We do performance profiling from time to time and whenever any specific performance problem comes up, but I don’t recall any performance bottlenecks related to
vtkMath::JacobiN. Do you have a use case where this method plays a significant role?
Note that VerySleepy is a very simple, convenient tool that can give hints about performance bottlenecks, but it is not very specific or reliable (it may give misleading results, so never rely on it as a single source). I would recommend to use Visual Studio’s built in performance profiler in addition to VerySleepy.

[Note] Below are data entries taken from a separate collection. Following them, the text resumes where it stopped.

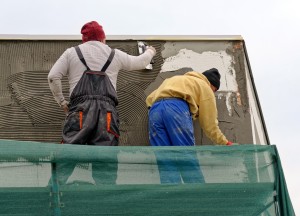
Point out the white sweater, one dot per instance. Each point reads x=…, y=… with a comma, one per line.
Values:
x=95, y=54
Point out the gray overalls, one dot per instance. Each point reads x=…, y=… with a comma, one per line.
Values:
x=93, y=118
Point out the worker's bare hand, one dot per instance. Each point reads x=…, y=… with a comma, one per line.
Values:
x=152, y=48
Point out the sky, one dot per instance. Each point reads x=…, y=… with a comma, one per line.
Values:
x=270, y=28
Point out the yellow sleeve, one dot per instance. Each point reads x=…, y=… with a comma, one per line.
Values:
x=149, y=99
x=209, y=123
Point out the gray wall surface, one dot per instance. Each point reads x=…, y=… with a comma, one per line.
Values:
x=29, y=112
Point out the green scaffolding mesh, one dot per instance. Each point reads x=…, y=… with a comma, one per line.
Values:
x=52, y=179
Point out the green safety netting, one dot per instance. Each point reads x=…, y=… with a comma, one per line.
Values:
x=53, y=179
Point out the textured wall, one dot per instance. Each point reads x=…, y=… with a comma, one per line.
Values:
x=29, y=112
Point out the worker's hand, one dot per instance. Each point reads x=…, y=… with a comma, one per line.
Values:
x=64, y=106
x=152, y=48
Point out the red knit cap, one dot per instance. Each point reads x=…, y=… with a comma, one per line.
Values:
x=92, y=31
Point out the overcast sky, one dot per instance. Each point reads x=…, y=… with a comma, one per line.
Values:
x=270, y=28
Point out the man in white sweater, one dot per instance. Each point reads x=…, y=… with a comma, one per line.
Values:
x=92, y=69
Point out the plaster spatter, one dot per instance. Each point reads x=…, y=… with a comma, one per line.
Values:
x=206, y=60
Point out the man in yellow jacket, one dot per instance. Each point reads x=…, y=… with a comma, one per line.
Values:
x=179, y=100
x=173, y=106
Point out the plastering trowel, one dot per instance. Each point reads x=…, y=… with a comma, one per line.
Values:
x=142, y=46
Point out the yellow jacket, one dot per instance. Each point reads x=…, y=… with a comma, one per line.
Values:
x=195, y=89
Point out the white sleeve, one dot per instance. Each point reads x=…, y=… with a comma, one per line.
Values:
x=59, y=69
x=129, y=62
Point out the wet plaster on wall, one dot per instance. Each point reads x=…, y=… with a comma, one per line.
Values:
x=30, y=112
x=227, y=57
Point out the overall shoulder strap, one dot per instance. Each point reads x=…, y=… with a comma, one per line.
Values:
x=110, y=58
x=79, y=53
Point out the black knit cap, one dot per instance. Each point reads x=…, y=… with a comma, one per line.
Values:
x=213, y=77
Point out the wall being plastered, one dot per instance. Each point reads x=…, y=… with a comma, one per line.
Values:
x=29, y=112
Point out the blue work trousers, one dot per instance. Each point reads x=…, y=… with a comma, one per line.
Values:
x=170, y=124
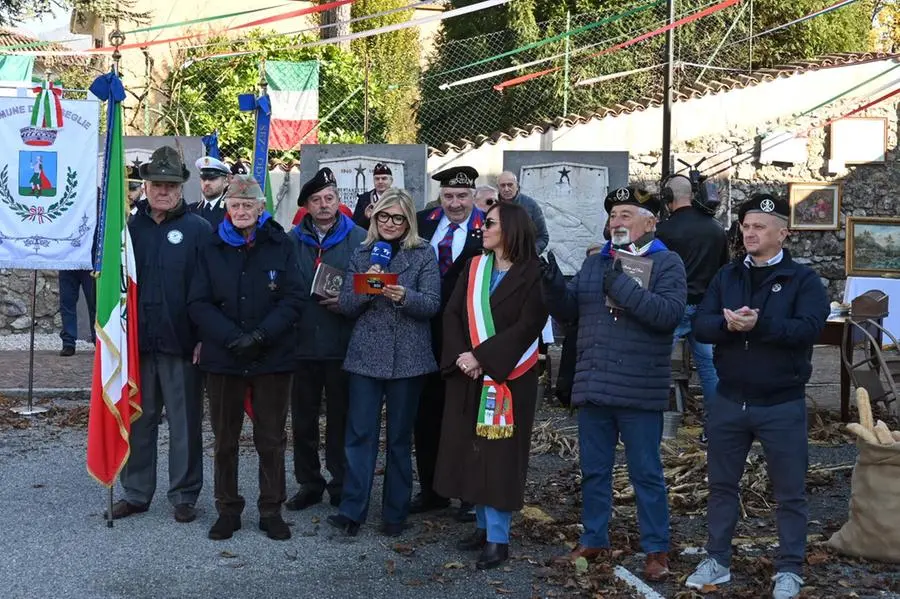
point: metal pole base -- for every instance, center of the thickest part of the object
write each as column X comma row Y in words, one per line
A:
column 30, row 410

I’ve also found profilers are great for pinpointing very signficiant bottlenecks, but once you fixed those then they start to give misleading results. Always check elapsed time for a complete end-user function to see if any performane optimization leads to actually faster performance. For some quantitive testing, you can use the FPS marker in 3D views, Performance Tests module, or Node Modified Statistics module in DeveloperTools extension.
Make sure to do performance profiling on an application built in RelWithDebInfo mode. Debug mode builds have very different performance bottlenecks; and Release mode without debug information does not give you specific information.
Even if the proposed change does not to lead to any user-perceivable performance improvements (performance would only improve if this method was used in a hot loop), it may still make sense to proceed with it, as it does not seem to have any disadvantages (it is not more complicated or less robust or less accurate as the current implementation).
I finally found a book that talks about calculating eigenvalues and eigenvectors with iterative methods
According to it:
one Gauss-Seidel step is worth two Jacobi steps
But now I have to go deep into implementation, it isn’t so simple as it appeared in the beginning but I’ll work more on it on the weekend
Before digging into this, I would recommend to verify that this will lead to perceivable speed improvement for users. For example, see if anything gets visibly faster if you manually limit the maximum number of iterations. If the method is only responsible for 0.1% of the computation time then even a 10x speed improvement might not worth a lot of development time investment. The same effort might be better spent on more impactful changes.